Cultural Peru

Peruvian culture

Peruvian culture has its roots in the populations that have inhabited this part of South America since prehistory. The first civilization as such that populated the north-central coast was that of Caral, of which the archaeological site still remains with its famous pyramids. Among the other prominent successive civilizations was that of Chavin, known above all for its ceremonial centers. Then the first great domains began, such as the Moche, the first Wari empire, close to the Tiwanaku influence, until finally reaching the great Inca Empire, the most supreme, which extended over Ecuador, Peru, Bolivia, Chile and Argentina. With its capital in Cusco, the imperial city, the empire developed an effective bureaucratic system and an extensive road network to connect the entire empire. Then came the arrival of the Spanish and mixing it with European culture.

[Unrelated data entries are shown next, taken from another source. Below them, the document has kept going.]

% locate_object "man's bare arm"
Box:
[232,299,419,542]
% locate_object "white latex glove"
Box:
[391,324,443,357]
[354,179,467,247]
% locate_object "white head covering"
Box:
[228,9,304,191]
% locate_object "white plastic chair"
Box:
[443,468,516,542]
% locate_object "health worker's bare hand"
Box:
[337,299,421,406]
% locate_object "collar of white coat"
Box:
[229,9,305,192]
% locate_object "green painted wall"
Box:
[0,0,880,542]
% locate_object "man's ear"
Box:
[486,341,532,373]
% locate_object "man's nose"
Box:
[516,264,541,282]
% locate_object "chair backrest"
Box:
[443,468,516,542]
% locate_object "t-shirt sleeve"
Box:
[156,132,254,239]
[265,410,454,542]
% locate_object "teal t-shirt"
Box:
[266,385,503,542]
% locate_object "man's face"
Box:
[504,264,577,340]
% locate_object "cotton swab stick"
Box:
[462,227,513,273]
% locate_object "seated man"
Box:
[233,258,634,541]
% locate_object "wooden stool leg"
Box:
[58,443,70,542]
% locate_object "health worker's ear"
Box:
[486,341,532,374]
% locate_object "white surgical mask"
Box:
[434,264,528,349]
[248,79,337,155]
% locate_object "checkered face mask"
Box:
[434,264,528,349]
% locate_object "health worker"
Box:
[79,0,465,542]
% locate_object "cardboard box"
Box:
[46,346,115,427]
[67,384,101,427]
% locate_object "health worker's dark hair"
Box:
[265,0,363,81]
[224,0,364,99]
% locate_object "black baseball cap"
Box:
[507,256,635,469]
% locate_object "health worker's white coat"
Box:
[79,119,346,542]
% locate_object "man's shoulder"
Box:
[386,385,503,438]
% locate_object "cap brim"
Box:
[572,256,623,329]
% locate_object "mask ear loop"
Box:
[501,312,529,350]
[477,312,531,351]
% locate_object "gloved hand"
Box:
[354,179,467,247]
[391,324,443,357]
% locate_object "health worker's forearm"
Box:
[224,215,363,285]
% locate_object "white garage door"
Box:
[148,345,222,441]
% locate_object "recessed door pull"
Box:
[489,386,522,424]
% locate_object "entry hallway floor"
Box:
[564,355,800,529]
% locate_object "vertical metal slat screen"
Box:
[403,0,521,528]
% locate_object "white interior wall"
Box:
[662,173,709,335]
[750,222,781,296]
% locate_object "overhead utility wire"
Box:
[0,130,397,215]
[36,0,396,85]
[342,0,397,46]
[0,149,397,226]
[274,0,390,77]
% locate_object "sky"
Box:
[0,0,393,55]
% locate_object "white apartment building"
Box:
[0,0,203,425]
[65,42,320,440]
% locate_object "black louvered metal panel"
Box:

To date, Peru enjoys a multitude of influences: Spanish, African, Japanese and Italian, to mention only the main ones. This cultural diversity is reflected in the kitchen, considered the best in the world in recent years (in-depth study in the gastronomy section). With this succession of cultures, the Peruvian archaeological heritage can be considered among the richest in the world. The northern sites represent a unique treasure of Peru, testifying to the history of the entire continent. The Lambayeque pyramids, the city of Chan Chan, the stronghold of Kuelap, the Huaca del Sol, the Chavin ceremonial centers are just a few examples.


Cultural heritage translates into traditions that still live today, such as the Inti Raymi and Pachamama festivities. Religion, although predominantly Catholic, was also influenced by pre-Columbian ones. Further evidence of the perseverance of the Andean culture is the use of minor languages, such as Quechua, widely used in the areas of the sierra. Music has taken on great importance since Nazca culture (I-VI century A.D.) with the invention of the famous antara, built then in ceramic. During the Inca period, music was always accompanied by dance, and the two things were indicated with a single term: taki. Dances, as well as music, have their roots in age-old traditions. To date, the most famous dance in Peru is the Marinera, typical of the north coast.


In an atmosphere of cultural mix, but which nevertheless has well-defined roots, Peru is an open country, which has much to offer and which welcomes millions of tourists from all over the world every year. One of the most fascinating destinations from every point of view and which is a must for any traveler who defines himself as such.